Peter Murphy interview
Exquisite Corpses: Joining the blackened dots of goth

Clash tracks the winding path of goth through the eyes of the genre’s ‘marvelous’ and genius godfather, Peter Murphy. The bats have left the bell tower…


‘Bela Lugosi’s Dead’ - August 1979.
The Bauhaus debut single and first ever ‘Goth’ song is set upon the world. Straight from Northampton.

“It made me an icon, not like Muhammed Ali or one of those! But yes, an icon. ‘Bela Lugosi’ was a set of four demos we were knocking out in rehearsals. It was the first ever vocal I had done live, it just had this thing…we all had it. All the other bands around were just doing bad covers but we were these 17th century things, truly a band of equal measures.”

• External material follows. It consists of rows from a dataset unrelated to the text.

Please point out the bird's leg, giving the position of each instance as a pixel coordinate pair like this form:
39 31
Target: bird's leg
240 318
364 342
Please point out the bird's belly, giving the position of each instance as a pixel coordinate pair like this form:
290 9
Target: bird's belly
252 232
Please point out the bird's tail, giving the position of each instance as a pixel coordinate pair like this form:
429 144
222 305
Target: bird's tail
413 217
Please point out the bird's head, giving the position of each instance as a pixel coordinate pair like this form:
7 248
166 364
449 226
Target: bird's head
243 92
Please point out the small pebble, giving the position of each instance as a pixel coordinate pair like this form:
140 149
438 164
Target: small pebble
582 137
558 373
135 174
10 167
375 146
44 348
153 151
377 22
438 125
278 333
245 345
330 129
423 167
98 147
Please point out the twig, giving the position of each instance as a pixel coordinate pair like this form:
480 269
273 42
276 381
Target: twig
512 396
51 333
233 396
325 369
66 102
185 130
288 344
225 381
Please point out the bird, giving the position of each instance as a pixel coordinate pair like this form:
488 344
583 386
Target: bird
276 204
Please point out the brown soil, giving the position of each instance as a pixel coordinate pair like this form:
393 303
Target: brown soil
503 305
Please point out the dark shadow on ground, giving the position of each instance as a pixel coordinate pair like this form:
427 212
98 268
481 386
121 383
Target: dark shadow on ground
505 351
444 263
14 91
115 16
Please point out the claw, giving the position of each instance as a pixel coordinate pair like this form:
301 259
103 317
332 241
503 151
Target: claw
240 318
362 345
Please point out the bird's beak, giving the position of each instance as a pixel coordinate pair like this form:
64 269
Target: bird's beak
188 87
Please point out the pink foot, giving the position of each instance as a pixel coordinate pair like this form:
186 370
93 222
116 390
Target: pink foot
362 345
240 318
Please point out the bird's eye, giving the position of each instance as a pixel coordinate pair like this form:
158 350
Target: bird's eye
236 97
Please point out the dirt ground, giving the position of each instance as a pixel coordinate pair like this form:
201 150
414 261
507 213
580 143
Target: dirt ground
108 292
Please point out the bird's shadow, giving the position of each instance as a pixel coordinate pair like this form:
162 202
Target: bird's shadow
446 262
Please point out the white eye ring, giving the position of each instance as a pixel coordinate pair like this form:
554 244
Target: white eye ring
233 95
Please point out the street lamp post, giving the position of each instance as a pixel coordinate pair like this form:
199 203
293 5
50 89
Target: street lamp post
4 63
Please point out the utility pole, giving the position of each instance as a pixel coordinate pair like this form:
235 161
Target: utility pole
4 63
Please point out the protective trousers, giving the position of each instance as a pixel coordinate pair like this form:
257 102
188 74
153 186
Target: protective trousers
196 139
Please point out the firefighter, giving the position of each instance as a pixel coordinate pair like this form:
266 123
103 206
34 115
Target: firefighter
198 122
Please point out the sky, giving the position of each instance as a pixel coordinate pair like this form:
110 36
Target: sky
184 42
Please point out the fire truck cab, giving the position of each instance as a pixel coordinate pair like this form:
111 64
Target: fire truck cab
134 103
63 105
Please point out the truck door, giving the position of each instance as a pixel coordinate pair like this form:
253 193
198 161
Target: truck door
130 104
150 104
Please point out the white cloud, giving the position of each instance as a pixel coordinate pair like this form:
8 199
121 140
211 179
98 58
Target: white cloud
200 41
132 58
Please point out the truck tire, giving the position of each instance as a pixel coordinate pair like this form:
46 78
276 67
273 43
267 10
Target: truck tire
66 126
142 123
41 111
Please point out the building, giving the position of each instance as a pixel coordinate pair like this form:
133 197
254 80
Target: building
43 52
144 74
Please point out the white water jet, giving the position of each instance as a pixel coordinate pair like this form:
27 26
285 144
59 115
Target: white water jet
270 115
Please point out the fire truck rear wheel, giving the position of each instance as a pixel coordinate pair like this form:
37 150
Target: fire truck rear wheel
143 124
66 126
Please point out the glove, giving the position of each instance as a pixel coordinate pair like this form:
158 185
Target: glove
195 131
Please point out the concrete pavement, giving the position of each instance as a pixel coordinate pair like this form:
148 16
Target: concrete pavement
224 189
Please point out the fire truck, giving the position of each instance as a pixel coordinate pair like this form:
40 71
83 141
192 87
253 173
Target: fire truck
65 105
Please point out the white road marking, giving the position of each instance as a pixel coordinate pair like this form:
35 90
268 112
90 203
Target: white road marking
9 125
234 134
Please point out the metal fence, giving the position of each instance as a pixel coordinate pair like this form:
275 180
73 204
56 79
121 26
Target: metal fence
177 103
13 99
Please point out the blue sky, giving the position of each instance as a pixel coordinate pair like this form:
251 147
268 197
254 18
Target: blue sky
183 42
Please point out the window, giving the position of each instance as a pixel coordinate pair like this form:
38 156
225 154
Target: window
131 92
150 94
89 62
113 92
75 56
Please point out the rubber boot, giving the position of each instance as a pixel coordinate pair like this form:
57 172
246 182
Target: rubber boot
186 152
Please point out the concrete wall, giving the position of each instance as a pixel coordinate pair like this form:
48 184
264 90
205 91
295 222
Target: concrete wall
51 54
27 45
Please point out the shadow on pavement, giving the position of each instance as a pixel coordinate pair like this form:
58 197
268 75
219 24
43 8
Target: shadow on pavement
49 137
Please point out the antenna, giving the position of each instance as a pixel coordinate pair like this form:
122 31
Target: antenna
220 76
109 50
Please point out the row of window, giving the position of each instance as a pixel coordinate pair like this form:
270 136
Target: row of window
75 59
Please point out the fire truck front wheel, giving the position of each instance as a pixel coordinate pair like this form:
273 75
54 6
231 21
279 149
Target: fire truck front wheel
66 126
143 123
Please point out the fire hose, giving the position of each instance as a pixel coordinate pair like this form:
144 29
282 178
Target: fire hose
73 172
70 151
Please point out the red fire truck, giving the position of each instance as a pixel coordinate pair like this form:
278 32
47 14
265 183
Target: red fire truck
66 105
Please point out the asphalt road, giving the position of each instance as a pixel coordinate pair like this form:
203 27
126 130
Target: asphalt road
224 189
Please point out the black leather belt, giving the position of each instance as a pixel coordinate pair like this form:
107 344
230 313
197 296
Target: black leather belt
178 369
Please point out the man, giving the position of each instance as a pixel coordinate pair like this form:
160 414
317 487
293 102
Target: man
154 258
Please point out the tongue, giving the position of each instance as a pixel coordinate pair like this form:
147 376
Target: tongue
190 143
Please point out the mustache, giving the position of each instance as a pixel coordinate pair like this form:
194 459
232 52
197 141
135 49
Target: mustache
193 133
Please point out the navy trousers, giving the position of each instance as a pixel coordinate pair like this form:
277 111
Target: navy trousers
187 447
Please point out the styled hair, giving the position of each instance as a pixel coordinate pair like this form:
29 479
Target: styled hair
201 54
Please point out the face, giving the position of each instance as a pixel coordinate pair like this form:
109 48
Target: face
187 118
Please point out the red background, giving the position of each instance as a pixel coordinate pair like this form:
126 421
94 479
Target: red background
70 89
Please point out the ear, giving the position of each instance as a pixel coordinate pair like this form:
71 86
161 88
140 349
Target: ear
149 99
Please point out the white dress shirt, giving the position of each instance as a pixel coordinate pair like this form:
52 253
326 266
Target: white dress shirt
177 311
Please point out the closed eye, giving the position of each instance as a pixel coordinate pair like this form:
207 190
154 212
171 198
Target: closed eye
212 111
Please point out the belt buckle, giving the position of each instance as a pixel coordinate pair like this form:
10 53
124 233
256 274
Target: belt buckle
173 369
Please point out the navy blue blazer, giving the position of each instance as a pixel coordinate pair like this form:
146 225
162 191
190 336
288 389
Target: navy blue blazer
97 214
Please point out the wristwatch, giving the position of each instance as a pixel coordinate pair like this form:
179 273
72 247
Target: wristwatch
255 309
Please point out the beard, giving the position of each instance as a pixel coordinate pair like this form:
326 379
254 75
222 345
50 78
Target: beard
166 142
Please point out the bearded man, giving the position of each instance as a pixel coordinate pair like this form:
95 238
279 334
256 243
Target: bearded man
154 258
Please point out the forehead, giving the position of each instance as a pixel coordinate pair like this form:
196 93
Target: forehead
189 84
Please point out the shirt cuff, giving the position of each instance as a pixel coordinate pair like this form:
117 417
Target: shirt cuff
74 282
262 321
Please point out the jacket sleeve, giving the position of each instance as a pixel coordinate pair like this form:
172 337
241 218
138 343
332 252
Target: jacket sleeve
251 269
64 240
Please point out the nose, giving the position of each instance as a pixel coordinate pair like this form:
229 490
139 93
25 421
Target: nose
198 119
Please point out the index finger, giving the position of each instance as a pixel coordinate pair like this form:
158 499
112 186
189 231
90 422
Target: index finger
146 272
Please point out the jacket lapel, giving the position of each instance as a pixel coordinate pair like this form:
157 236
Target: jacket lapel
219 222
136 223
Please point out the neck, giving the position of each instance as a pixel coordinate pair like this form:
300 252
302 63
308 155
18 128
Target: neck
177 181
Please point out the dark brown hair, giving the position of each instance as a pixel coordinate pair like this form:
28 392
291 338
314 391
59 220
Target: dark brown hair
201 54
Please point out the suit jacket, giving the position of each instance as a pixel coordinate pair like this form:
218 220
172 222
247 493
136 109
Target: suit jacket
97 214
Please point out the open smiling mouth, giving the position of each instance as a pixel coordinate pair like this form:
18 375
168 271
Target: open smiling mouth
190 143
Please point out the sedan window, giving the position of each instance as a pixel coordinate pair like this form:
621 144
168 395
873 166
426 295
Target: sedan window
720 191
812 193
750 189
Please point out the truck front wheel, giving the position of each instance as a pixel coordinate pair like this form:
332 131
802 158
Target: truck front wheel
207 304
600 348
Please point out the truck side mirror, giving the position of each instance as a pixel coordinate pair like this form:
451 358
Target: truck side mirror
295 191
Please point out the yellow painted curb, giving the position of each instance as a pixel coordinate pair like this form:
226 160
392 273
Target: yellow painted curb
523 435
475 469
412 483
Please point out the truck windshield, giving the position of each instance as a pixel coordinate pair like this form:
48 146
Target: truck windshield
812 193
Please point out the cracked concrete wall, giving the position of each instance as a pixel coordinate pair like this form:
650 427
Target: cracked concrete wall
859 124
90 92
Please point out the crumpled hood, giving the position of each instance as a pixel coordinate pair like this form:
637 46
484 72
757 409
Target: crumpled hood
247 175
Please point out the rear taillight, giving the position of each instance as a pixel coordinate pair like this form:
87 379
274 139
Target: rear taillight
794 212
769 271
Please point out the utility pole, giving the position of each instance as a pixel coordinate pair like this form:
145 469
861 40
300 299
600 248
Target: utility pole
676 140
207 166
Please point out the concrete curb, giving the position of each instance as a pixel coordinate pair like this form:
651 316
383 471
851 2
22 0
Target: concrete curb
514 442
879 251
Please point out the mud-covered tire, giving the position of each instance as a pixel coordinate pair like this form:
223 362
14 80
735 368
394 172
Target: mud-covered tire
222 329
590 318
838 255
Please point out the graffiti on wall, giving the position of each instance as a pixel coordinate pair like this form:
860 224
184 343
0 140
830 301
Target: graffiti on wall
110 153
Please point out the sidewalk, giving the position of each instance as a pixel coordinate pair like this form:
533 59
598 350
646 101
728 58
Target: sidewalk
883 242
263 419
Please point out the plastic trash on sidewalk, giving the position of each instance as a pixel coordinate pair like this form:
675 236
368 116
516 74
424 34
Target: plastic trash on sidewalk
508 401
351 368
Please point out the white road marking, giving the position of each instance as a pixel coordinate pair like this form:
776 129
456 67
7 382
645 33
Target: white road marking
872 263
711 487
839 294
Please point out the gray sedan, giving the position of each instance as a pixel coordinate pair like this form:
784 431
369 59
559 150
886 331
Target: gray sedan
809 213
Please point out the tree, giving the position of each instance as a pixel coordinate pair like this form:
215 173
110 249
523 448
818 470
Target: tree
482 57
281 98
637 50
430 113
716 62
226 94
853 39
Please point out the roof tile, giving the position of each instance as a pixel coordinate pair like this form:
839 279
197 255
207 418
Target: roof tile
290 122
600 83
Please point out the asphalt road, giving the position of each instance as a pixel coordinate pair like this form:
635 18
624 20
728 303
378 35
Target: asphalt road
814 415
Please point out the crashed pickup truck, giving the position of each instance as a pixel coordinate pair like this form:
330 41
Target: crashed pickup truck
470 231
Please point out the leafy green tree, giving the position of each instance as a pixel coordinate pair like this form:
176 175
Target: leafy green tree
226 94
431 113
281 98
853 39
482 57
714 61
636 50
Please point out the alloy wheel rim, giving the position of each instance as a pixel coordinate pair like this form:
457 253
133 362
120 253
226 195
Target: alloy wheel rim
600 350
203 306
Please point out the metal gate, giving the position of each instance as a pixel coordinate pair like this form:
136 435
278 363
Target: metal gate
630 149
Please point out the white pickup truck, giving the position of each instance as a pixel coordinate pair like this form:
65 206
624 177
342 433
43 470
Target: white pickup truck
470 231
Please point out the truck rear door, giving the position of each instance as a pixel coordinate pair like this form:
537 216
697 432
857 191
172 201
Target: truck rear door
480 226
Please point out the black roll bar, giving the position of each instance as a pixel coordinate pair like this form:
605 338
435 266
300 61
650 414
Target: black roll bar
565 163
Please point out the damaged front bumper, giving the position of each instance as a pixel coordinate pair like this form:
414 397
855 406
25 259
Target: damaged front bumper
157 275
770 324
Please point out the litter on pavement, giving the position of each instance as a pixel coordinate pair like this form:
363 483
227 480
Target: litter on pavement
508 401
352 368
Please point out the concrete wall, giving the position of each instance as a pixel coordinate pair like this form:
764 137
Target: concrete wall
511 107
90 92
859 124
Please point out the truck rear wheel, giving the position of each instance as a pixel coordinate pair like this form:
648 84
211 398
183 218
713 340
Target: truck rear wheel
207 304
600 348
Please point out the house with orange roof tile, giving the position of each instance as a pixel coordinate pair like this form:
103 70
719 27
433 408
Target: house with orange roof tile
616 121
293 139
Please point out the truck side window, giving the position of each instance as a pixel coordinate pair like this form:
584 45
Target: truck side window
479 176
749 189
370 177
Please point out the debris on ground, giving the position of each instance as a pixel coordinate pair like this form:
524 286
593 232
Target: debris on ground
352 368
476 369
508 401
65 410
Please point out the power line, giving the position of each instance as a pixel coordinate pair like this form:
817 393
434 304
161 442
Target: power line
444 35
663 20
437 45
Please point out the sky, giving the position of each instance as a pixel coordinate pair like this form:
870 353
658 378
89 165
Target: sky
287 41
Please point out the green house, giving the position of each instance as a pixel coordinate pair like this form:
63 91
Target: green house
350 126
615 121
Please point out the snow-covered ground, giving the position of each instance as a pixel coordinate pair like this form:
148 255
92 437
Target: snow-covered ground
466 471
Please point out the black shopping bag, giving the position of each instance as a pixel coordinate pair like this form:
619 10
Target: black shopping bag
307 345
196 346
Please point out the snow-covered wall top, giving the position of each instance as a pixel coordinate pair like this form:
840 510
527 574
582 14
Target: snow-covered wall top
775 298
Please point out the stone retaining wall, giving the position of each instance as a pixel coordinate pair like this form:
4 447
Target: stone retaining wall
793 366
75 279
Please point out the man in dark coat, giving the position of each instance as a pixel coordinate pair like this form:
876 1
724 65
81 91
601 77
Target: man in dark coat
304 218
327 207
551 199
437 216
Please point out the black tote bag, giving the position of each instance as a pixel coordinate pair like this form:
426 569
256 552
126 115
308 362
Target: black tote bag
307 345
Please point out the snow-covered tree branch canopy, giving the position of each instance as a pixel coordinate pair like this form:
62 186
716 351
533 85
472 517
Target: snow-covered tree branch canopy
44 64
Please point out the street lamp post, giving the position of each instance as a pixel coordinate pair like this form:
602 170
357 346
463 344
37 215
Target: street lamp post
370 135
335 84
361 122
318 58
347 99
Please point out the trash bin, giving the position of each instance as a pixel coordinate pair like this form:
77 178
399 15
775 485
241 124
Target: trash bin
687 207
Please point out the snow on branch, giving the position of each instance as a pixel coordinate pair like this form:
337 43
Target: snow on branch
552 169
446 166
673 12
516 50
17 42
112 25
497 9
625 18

The baritone vocal style becomes a standard of the movement, remaining an influence on many today. The wail of the crypt is defined.

“If there is one singer I don’t mind being compared to it’s Ian Curtis. Joy Division and the Bauhaus were parallel bands - we had this Midlands/northern thing; we ignored each other but were conscious of one another also. We were more art house, beautiful monsters.”


Not to be pigeonholed by their origins, goth becomes eager to strike out in their own unusual way.

“Bowie was brilliant. He captured a whole generation, even those in small towns, the androgyny and asexuality he had. He looked the part, he walked around and you just went, ‘what the fuck was that?’ Yet we covered the uncoverable song, the sacrosanct song, ‘Ziggy Stardust’, and we fucking bettered it. We were the band, we WERE the fans; it was controversial and I bet he hated it. It was too close.”


1983; goth had become a fully-fledged subculture. Bands like Siouxsie And The Banshees and The Cure cemented the look. A thousand hair spray cans meet their demise.

“Once we had been and gone I certainly noticed this bloke [Robert Smith] in this pale and interesting band, no image thing, have high black hair and lippy smeared on his face. I was like, ‘oh yeah?’; a wink in my eye. Bands took one aspect of what we did and just helped cement that into the consciousness and that made you a bit egocentric.”


The darkness spreads Stateside, with Nine Inch Nails and co. popularising the genre in the ’90s. Goth becomes a more visceral affair.

“I first met Trent [Reznor, NIN] back in 1990 around the time of ‘Pretty Hate Machine’. He is a man of few words - laser focused but always courteous and a gentleman. He was using machines and drum loops and live it was like a hammer blow. I thought Marilyn Manson was a bit too kitsch to capture the mood. What was that all about? It is a bit Hollywood. I think Trent stands alone. I love Trent, he worked very hard and got big. Now I’m like, ‘Hello Trent, how are you doing? Look at your hair, aren’t you lovely!’ You have to be marvelous for them.”


Nearly thirty years from ‘Bela Lugosi’’s release and The Horrors gain attention with tracks such as ‘Jack The Ripper’. The horror imagery in an indie-dominated scene turned heads.

“They’re kind of cashing in a bit. Like that Sweeney Todd director [Tim Burton]. Readying to go on stage with NIN in 2009 I was doing a sound check with Trent while these black spider kids, The Horrors, were hanging around backstage. Afterwards the singer came over and asked if I was Trent’s warm-up vocalist! I told him I was a bum Trent knows, the guy walked away nonplussed. After the show he came up and said, ‘I really apologise’. It was great!


Goth lives three decades on. Its figureheads continue to rage against the night, now as icons.

“The tags. I think it’s been great but it can be limiting. It doesn’t matter, as long as people turn around and keep looking I’ll take care of it from there on! The Horrors were nice kids and good luck to them. People in the media, can be like, ‘what are you doing now?’ What do you mean, what am I doing now? I’m here!”

Peter Murphy’s new album ‘Ninth’ is out now.